I recommend that you consider implementing these kinds of "static transforms" in a data manipulation step before you start using recipes or other tidymodels packages. For example, if you wanted to take the log()
of an outcome such as price or divide a column by a scalar, you could do this before starting with tidymodels:
library(tidymodels)
#> ── Attaching packages ─────────────────────────── tidymodels 0.1.1 ──
#> ✓ broom 0.7.0 ✓ recipes 0.1.13
#> ✓ dials 0.0.8 ✓ rsample 0.0.7
#> ✓ dplyr 1.0.0 ✓ tibble 3.0.3
#> ✓ ggplot2 3.3.2 ✓ tidyr 1.1.0
#> ✓ infer 0.5.3 ✓ tune 0.1.1
#> ✓ modeldata 0.0.2 ✓ workflows 0.1.2
#> ✓ parsnip 0.1.2 ✓ yardstick 0.0.7
#> ✓ purrr 0.3.4
#> ── Conflicts ────────────────────────────── tidymodels_conflicts() ──
#> x purrr::discard() masks scales::discard()
#> x dplyr::filter() masks stats::filter()
#> x dplyr::lag() masks stats::lag()
#> x recipes::step() masks stats::step()
data(ames)
ames_transformed <- ames %>%
mutate(Sale_Price = log(Sale_Price),
Lot_Area = Lot_Area / 1e3)
Created on 2020-07-17 by the reprex package (v0.3.0)

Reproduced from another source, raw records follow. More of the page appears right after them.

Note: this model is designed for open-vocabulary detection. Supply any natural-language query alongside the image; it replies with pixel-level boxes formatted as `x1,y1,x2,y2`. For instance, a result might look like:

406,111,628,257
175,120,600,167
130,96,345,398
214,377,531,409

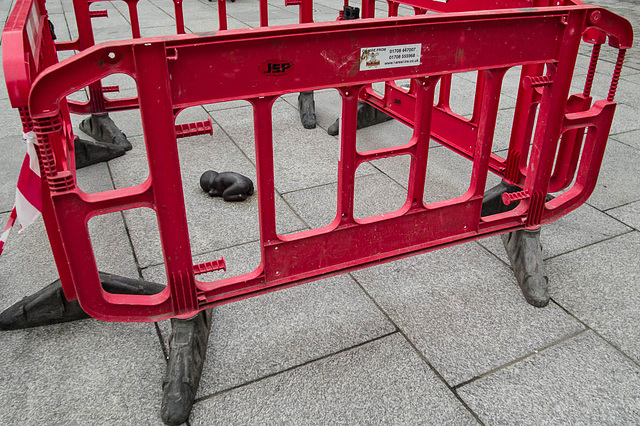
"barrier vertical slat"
504,63,545,184
407,77,436,207
134,43,196,313
471,70,486,123
260,0,268,27
468,68,507,199
173,0,185,34
252,96,279,246
218,0,228,30
126,0,142,38
524,11,584,225
337,87,360,225
436,74,452,109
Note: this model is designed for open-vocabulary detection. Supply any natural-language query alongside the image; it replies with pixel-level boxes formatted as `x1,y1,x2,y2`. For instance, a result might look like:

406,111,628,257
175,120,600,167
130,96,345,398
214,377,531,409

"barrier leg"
482,182,550,307
79,113,133,151
0,273,165,330
161,310,212,425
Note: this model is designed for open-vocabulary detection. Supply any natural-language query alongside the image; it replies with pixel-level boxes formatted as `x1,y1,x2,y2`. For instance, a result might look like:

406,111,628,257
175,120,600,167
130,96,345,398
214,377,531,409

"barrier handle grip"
585,8,633,49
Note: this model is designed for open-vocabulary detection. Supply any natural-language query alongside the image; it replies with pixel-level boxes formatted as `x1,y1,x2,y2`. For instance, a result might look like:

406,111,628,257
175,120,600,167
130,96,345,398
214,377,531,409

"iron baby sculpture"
199,170,254,201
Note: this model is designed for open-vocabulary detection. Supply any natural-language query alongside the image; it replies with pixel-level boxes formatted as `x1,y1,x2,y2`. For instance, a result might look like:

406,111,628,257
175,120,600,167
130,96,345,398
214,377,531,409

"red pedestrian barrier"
3,0,634,322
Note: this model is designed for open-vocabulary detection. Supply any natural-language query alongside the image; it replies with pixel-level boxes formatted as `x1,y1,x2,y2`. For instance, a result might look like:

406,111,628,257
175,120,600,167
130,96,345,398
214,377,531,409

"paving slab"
47,12,71,42
354,113,420,153
189,333,478,425
1,0,639,423
0,98,22,139
422,146,503,205
0,320,166,425
0,133,25,213
585,138,640,210
547,231,640,363
351,243,584,386
611,128,640,150
457,330,640,425
185,16,251,33
478,202,632,263
0,51,7,100
606,200,640,230
490,107,517,153
606,102,640,135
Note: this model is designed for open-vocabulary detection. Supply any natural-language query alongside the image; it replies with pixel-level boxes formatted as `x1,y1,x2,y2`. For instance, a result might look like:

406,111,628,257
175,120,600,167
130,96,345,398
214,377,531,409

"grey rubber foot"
327,102,393,136
502,229,550,307
298,91,317,129
75,137,126,169
0,272,165,330
79,113,133,151
161,309,212,425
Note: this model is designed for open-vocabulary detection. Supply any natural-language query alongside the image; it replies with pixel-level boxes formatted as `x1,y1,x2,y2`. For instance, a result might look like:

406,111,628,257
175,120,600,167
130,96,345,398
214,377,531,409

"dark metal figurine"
199,170,254,201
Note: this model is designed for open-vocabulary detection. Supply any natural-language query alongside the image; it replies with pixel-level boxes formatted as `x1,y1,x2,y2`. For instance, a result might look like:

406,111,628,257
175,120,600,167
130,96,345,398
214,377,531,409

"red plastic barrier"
3,0,633,322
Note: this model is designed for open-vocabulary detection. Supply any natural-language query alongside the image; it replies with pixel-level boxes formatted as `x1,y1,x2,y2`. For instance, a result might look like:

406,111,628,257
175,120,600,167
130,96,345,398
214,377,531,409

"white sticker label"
359,43,422,71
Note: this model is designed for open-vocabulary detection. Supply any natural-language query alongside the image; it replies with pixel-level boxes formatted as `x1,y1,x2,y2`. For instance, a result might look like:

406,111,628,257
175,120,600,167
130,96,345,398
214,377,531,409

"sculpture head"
199,170,219,195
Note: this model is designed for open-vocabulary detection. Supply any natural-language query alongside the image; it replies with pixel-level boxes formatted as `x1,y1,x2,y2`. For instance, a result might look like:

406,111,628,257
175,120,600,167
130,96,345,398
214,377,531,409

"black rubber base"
482,181,550,308
0,272,165,330
298,91,317,129
75,137,126,169
327,101,393,136
161,309,213,425
79,113,133,152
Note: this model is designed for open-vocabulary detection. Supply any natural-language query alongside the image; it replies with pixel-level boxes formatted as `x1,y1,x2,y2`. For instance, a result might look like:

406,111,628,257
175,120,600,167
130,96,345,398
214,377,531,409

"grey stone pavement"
1,0,640,424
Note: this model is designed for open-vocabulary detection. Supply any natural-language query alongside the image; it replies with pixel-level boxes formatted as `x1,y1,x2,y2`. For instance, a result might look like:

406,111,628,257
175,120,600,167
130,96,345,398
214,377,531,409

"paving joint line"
600,197,640,212
542,228,636,262
548,296,640,369
452,327,589,390
347,272,485,425
192,330,400,405
600,209,639,232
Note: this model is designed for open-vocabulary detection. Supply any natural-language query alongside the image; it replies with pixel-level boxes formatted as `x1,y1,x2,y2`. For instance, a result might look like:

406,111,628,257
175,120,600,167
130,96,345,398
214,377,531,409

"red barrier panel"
3,0,633,322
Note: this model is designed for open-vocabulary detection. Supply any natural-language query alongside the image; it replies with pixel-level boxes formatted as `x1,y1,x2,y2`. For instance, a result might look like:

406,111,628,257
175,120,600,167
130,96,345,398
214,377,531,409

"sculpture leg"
298,91,317,129
482,181,550,307
0,272,165,330
161,309,212,425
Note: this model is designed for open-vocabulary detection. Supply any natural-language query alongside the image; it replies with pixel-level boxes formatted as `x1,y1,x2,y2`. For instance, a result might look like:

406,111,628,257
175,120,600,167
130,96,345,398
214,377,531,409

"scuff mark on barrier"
321,49,360,76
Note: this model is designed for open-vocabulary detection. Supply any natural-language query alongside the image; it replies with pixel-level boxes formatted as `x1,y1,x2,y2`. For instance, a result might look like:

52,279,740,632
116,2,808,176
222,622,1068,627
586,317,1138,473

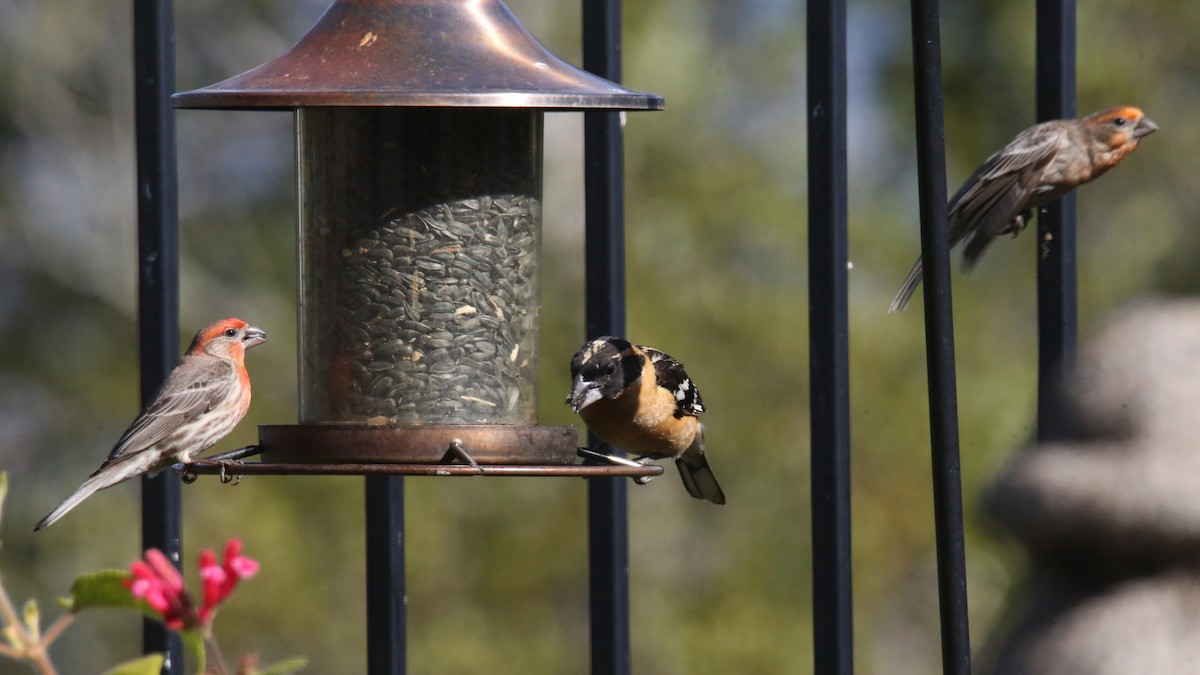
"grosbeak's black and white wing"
641,346,704,418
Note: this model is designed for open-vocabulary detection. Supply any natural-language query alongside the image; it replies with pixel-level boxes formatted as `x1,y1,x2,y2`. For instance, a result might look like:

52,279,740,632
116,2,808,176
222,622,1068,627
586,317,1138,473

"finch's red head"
187,318,267,362
1082,106,1158,150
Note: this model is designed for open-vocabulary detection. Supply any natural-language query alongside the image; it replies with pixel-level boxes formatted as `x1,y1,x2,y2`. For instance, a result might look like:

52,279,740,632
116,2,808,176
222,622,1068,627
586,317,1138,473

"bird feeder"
174,0,662,469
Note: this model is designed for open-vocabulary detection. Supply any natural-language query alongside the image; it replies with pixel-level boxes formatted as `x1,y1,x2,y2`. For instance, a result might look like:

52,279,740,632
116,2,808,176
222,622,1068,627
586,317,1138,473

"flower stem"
24,643,58,675
0,579,59,675
204,630,229,675
39,613,74,648
0,577,24,639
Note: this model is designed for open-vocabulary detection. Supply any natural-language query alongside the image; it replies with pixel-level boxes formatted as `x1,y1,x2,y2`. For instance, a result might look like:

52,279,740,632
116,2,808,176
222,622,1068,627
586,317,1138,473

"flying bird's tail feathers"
889,257,925,313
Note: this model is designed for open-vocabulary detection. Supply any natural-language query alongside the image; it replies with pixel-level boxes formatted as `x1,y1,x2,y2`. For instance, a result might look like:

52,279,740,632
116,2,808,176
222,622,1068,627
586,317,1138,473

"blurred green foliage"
0,0,1196,672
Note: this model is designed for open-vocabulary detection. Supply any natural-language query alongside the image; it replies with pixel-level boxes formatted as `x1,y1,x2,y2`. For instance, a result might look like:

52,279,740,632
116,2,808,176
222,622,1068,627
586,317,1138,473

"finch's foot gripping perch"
174,445,262,484
217,462,242,485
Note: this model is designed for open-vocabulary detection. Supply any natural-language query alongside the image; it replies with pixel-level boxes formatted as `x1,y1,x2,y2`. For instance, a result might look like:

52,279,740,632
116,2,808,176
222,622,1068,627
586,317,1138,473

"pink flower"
197,538,259,623
126,538,259,630
224,539,260,581
198,549,226,624
125,552,193,630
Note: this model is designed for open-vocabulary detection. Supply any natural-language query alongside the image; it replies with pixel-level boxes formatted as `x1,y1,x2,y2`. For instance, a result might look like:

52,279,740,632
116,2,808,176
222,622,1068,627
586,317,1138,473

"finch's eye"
1112,117,1127,127
224,328,238,338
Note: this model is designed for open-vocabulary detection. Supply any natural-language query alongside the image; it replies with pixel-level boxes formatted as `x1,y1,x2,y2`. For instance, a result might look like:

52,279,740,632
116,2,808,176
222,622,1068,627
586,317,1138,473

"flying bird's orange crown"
1081,105,1157,167
1086,105,1145,124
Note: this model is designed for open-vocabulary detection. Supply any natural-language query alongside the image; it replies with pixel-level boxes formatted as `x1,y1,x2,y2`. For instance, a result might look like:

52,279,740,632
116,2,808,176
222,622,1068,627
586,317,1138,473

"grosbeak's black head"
567,337,644,412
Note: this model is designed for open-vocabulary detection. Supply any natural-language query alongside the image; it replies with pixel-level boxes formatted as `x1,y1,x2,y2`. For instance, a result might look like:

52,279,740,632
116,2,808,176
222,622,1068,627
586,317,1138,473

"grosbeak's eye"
601,362,617,376
224,328,238,338
1112,117,1127,127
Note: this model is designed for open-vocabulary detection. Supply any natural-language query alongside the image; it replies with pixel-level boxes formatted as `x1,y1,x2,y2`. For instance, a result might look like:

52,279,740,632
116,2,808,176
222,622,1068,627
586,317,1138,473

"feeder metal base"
260,423,579,465
184,460,663,479
179,424,663,478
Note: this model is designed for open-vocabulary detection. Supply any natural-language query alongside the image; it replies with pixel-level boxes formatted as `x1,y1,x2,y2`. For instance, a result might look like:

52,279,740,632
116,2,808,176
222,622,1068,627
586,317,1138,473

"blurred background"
0,0,1195,672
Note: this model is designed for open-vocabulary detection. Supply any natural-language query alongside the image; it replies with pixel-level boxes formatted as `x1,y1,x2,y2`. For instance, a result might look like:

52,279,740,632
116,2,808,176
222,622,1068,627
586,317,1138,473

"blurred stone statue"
983,298,1200,674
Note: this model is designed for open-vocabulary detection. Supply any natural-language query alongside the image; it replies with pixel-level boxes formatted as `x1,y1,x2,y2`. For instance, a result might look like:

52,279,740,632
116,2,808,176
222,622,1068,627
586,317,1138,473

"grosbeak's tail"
674,430,726,505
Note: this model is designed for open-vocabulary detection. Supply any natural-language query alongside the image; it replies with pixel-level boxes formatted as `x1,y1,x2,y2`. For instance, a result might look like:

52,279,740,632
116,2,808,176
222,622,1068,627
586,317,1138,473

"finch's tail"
889,257,925,313
675,427,726,505
35,459,146,531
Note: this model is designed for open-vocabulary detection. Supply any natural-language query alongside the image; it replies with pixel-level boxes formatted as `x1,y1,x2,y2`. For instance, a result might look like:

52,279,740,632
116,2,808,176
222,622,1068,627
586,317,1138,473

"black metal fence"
804,0,1076,673
132,0,182,666
131,0,1077,673
582,1,634,672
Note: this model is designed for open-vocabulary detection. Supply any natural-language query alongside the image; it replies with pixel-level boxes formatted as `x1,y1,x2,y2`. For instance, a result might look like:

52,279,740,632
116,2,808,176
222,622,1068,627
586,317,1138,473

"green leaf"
21,599,39,642
258,657,309,675
180,629,206,675
67,570,143,614
101,653,166,675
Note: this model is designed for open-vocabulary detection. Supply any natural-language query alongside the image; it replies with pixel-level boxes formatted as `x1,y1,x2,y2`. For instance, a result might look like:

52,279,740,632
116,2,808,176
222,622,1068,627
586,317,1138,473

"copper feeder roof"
174,0,663,110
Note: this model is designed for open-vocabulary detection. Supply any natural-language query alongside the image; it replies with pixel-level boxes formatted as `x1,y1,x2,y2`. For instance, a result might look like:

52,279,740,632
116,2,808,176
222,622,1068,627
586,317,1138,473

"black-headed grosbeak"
568,337,726,505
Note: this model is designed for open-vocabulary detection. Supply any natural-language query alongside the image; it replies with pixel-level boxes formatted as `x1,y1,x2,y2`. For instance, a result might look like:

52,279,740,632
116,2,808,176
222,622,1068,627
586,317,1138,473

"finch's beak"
1133,116,1159,140
568,378,604,413
243,325,268,349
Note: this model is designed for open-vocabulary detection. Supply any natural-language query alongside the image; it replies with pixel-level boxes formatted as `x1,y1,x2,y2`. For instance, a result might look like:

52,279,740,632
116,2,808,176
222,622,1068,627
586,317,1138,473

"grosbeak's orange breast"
579,361,698,459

Then this ames_transformed
object would be what you start from with splitting into testing and training. For predicting on new observations, you would implement the same transformations. Because these transformations are not learned from the data, there is no risk of data leakage.